Die Organisation wandte sich in einem Schreiben an den Schatzkanzler, wonach der Druck auf die ohnehin schon angespannten Gesundheitsdienste noch erhöht würde, wenn keine Maßnahmen ergriffen würden. Da die Energierechnungen unerschwinglich würden, müsse das Gesundheits- und Sozialsystem des Landes "die Scherben aufsammeln", so der NHS.

"Das Land befindet sich in einer humanitären Krise. Viele Menschen könnten vor der schrecklichen Wahl stehen, Mahlzeiten ausfallen zu lassen, um ihre Wohnungen zu heizen, oder in kalten, feuchten und sehr unangenehmen Bedingungen leben zu müssen", schrieb der Leiter des NHS Nadhim Zahawi. "Dies wiederum könnte zu Krankheitsausbrüchen im ganzen Land führen und die gesundheitlichen Ungleichheiten vergrößern, die Lebenschancen der Kinder verschlechtern und eine unauslöschliche Narbe in den lokalen Gemeinschaften hinterlassen."

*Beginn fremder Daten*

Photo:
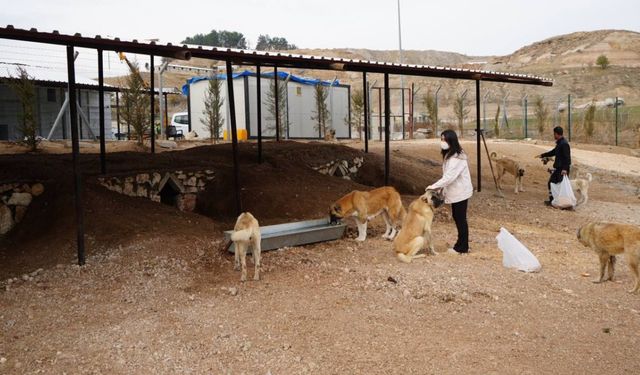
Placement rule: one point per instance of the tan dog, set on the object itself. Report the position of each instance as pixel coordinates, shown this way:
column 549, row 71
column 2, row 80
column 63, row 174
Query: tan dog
column 245, row 233
column 365, row 205
column 505, row 165
column 609, row 240
column 581, row 185
column 573, row 173
column 415, row 234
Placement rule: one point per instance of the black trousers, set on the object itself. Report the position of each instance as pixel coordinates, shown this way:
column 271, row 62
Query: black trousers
column 459, row 213
column 555, row 178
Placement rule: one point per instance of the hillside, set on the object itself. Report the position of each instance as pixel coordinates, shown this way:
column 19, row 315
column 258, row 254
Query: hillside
column 580, row 49
column 567, row 59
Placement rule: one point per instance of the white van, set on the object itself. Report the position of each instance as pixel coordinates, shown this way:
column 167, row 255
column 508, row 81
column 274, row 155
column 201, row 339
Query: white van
column 181, row 121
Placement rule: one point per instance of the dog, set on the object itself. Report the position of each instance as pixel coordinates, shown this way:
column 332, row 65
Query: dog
column 609, row 240
column 416, row 227
column 504, row 165
column 247, row 232
column 365, row 205
column 581, row 185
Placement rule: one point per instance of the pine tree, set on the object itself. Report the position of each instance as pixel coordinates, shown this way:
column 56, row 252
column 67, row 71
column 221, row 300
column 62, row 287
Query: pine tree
column 321, row 112
column 429, row 101
column 213, row 103
column 589, row 118
column 461, row 112
column 136, row 103
column 282, row 106
column 541, row 111
column 25, row 90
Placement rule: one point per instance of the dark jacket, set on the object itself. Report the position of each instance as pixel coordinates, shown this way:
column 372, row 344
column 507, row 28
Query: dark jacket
column 562, row 154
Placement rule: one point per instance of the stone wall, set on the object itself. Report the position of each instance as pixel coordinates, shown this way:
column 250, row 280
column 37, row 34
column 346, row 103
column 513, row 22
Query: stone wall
column 15, row 198
column 187, row 185
column 341, row 168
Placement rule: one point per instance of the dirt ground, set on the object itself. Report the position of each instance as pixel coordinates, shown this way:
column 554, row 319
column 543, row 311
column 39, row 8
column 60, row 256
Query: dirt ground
column 159, row 295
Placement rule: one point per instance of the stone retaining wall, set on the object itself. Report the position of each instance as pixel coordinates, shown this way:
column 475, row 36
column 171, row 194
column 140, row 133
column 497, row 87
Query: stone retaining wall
column 187, row 185
column 341, row 168
column 15, row 198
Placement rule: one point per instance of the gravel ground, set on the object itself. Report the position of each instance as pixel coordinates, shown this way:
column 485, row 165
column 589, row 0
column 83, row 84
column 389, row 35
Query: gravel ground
column 165, row 305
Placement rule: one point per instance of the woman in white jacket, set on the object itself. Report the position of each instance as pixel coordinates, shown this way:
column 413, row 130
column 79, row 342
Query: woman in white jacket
column 456, row 186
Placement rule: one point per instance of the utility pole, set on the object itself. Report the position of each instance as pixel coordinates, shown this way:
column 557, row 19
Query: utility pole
column 437, row 116
column 464, row 94
column 163, row 67
column 524, row 119
column 569, row 115
column 401, row 62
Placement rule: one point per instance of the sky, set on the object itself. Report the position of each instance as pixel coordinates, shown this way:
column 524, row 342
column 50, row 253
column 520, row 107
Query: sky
column 475, row 28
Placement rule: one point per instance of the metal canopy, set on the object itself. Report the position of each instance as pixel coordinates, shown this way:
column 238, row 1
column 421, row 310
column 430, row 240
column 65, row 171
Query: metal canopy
column 241, row 57
column 270, row 59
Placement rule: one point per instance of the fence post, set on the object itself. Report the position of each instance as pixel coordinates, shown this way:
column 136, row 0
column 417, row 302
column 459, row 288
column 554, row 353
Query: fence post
column 569, row 115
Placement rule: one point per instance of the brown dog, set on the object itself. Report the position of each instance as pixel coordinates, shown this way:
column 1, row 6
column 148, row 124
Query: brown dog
column 415, row 234
column 581, row 185
column 609, row 240
column 505, row 165
column 245, row 233
column 365, row 205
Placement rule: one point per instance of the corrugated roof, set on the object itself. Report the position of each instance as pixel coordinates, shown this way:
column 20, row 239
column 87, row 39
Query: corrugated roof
column 281, row 59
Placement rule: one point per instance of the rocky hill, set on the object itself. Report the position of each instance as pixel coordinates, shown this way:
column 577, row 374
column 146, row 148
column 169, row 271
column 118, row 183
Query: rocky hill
column 567, row 59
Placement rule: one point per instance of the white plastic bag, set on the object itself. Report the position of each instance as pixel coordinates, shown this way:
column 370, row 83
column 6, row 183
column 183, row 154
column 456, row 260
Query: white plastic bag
column 563, row 196
column 515, row 254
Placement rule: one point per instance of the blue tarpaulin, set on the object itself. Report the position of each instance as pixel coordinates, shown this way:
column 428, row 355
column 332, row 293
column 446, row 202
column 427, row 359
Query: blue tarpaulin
column 246, row 73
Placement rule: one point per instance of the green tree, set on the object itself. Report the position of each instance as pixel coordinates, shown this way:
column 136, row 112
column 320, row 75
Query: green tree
column 215, row 38
column 429, row 101
column 267, row 43
column 282, row 106
column 589, row 117
column 213, row 103
column 25, row 90
column 541, row 111
column 357, row 111
column 136, row 103
column 496, row 123
column 602, row 61
column 321, row 112
column 461, row 112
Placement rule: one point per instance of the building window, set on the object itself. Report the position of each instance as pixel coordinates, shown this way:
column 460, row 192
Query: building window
column 51, row 95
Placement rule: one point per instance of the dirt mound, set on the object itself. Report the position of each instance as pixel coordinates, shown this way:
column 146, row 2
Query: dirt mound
column 283, row 188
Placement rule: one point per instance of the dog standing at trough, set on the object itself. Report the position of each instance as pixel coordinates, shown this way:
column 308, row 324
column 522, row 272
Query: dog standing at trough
column 365, row 205
column 609, row 240
column 415, row 234
column 247, row 233
column 506, row 165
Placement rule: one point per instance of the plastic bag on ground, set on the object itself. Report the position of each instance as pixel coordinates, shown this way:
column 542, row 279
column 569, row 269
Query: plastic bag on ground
column 563, row 196
column 515, row 254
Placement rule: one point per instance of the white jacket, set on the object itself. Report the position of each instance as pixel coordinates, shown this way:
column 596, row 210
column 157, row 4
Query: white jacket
column 456, row 179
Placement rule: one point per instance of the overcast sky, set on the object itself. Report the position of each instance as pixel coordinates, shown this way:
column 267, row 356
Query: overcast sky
column 488, row 27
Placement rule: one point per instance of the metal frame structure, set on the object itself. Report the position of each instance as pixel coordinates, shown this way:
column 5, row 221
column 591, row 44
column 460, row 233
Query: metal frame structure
column 251, row 58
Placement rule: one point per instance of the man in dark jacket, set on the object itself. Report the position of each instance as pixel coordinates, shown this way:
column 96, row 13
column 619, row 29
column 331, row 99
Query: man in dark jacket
column 562, row 162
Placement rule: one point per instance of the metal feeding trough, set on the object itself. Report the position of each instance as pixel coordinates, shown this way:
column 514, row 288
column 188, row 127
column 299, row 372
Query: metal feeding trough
column 294, row 234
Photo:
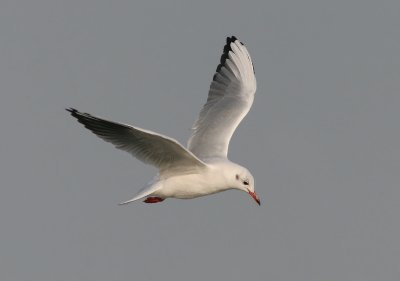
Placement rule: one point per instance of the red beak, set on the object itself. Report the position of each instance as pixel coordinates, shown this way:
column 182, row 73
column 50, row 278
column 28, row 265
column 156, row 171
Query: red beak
column 255, row 197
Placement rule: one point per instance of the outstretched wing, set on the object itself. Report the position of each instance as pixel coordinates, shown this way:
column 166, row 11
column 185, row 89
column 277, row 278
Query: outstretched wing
column 151, row 148
column 229, row 100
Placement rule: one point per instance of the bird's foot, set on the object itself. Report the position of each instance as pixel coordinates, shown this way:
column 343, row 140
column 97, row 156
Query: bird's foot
column 153, row 200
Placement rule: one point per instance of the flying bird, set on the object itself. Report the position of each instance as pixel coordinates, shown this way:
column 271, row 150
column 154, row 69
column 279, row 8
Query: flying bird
column 203, row 167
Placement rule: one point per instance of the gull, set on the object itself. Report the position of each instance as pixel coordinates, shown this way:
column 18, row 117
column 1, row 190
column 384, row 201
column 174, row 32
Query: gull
column 203, row 167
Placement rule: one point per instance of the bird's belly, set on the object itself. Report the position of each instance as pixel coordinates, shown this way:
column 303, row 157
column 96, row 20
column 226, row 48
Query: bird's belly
column 187, row 187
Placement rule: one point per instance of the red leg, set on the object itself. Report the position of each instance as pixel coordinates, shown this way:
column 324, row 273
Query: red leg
column 153, row 200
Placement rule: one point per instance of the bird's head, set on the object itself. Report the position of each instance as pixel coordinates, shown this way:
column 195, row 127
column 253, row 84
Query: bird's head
column 244, row 181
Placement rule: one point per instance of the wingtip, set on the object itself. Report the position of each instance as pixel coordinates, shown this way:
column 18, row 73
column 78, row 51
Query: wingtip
column 71, row 110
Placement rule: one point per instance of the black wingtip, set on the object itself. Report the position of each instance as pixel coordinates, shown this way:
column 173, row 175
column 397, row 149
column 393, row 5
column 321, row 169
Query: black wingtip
column 226, row 50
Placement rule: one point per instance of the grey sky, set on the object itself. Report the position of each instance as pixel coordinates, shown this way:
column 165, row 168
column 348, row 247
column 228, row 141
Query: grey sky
column 322, row 140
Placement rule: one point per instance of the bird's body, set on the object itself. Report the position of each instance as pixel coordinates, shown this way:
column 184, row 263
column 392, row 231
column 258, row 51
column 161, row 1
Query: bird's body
column 212, row 179
column 203, row 168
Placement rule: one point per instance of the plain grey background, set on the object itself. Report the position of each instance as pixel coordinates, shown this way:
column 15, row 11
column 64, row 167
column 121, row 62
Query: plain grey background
column 322, row 140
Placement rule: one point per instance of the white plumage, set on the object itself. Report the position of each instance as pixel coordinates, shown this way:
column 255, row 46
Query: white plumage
column 203, row 168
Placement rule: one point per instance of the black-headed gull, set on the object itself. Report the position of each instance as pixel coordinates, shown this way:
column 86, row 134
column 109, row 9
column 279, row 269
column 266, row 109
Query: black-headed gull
column 203, row 168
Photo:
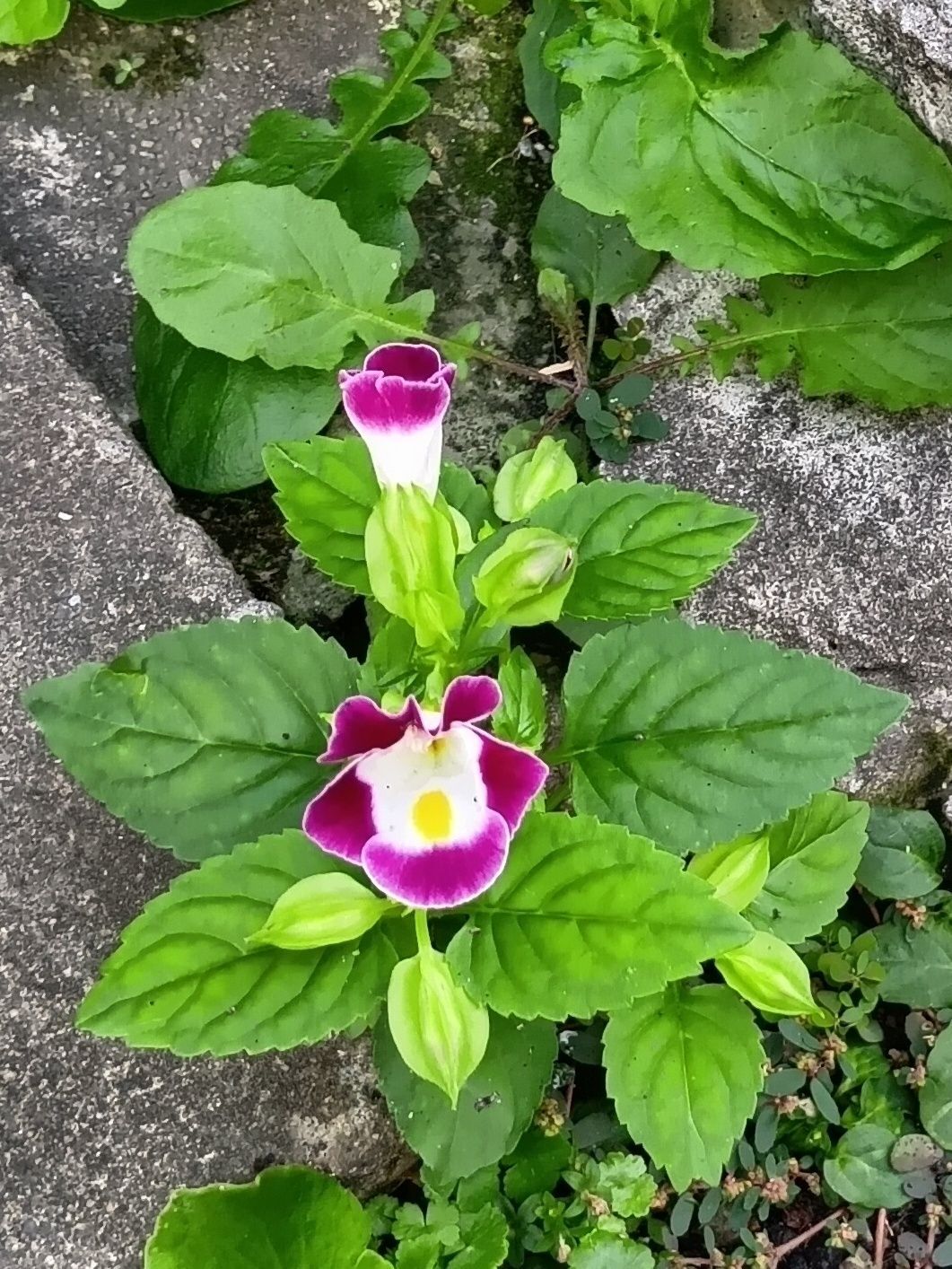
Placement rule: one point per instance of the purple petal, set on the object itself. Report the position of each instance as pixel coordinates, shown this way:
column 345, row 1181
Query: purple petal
column 470, row 698
column 340, row 820
column 360, row 725
column 511, row 775
column 376, row 402
column 442, row 876
column 419, row 362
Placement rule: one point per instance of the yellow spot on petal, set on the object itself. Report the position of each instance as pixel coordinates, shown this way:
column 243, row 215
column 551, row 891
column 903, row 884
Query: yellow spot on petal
column 433, row 816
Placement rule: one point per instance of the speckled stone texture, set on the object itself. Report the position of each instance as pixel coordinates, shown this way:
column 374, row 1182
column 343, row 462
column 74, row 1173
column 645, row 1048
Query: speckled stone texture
column 92, row 1137
column 905, row 43
column 853, row 554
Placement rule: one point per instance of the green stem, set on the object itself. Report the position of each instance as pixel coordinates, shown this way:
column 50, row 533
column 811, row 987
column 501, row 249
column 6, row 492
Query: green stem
column 371, row 125
column 590, row 336
column 423, row 931
column 559, row 794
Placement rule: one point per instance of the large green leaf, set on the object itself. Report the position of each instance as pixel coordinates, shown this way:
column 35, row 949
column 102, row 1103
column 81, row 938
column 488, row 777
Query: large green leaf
column 248, row 270
column 546, row 95
column 205, row 736
column 814, row 857
column 184, row 978
column 694, row 735
column 596, row 253
column 786, row 159
column 327, row 490
column 918, row 963
column 885, row 337
column 575, row 892
column 284, row 1219
column 23, row 22
column 640, row 547
column 903, row 855
column 207, row 417
column 685, row 1067
column 936, row 1094
column 495, row 1104
column 860, row 1171
column 371, row 178
column 371, row 183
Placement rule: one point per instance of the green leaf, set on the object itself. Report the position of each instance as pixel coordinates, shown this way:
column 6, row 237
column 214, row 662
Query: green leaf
column 464, row 493
column 160, row 11
column 612, row 1253
column 253, row 272
column 546, row 95
column 287, row 1217
column 371, row 181
column 786, row 159
column 918, row 963
column 621, row 913
column 522, row 717
column 903, row 855
column 536, row 1165
column 596, row 253
column 204, row 736
column 207, row 417
column 327, row 490
column 685, row 1067
column 936, row 1094
column 860, row 1169
column 23, row 22
column 495, row 1106
column 321, row 911
column 184, row 978
column 440, row 1030
column 694, row 735
column 640, row 547
column 882, row 337
column 814, row 857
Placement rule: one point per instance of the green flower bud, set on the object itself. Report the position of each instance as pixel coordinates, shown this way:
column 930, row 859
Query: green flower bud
column 410, row 548
column 320, row 911
column 526, row 582
column 737, row 870
column 769, row 974
column 531, row 477
column 437, row 1027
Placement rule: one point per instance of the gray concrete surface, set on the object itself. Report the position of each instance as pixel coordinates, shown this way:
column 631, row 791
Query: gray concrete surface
column 92, row 556
column 905, row 43
column 853, row 554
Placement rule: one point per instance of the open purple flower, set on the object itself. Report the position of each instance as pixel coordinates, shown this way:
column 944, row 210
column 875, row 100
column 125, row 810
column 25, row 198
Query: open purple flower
column 397, row 404
column 427, row 803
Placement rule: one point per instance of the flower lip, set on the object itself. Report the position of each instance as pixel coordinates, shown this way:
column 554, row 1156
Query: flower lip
column 397, row 402
column 431, row 808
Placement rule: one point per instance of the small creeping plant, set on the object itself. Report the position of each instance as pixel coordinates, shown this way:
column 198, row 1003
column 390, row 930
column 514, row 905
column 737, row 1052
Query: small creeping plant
column 375, row 843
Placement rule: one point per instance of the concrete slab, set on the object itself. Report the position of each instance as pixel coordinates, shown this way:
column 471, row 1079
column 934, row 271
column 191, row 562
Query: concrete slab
column 92, row 556
column 82, row 162
column 853, row 552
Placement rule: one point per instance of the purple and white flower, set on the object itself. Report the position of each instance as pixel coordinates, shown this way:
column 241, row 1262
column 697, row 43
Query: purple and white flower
column 428, row 802
column 397, row 404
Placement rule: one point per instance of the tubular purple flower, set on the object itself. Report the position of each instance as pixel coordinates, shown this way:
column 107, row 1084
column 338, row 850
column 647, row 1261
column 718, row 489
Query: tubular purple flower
column 427, row 805
column 397, row 404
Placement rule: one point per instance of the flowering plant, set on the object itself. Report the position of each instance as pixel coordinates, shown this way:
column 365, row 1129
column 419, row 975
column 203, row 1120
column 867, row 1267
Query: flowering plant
column 376, row 848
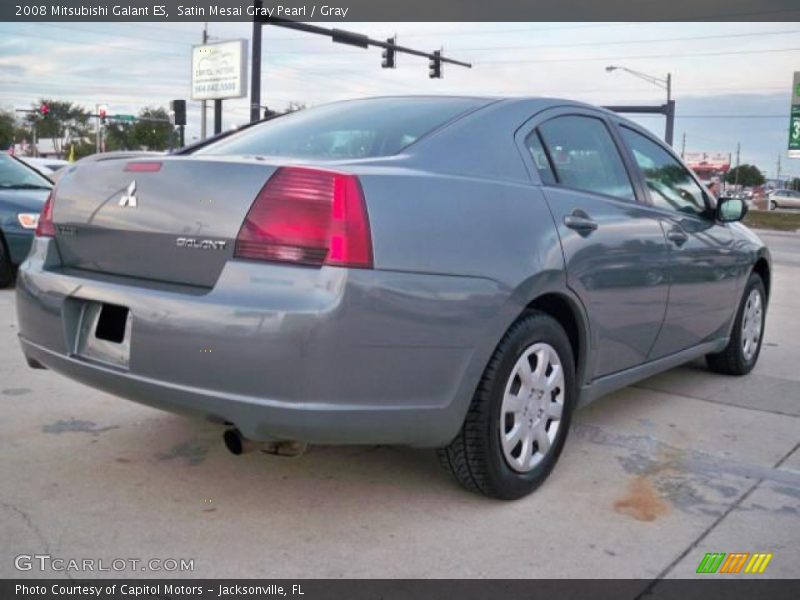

Der NHS wies darauf hin, dass die massive Energiearmut nicht nur zu mehr Krankheit führt, sondern auch "die ohnehin schon hohe Zahl der jährlichen Todesfälle im Zusammenhang mit kalten Wohnungen noch erhöhen wird". Die Situation könne auch die psychische Gesundheit beeinträchtigen. Zahawi appelliert:

"Führende Vertreter des Gesundheitswesens sind sich darüber im Klaren, dass die Situation zu einem gesundheitlichen Notstand führen wird, wenn die Regierung nicht umgehend Maßnahmen ergreift."

Für einen durchschnittlichen Haushalt in Großbritannien werden die Energierechnungen nach der nächsten Erhöhung der Preisobergrenze ab Januar 2023 voraussichtlich auf mehr als 4.200 Pfund (rund 4.950 Euro) pro Jahr steigen. Noch im vergangenen Oktober wurde die Obergrenze auf 1.400 Pfund (etwa 1.650 Euro) festgesetzt.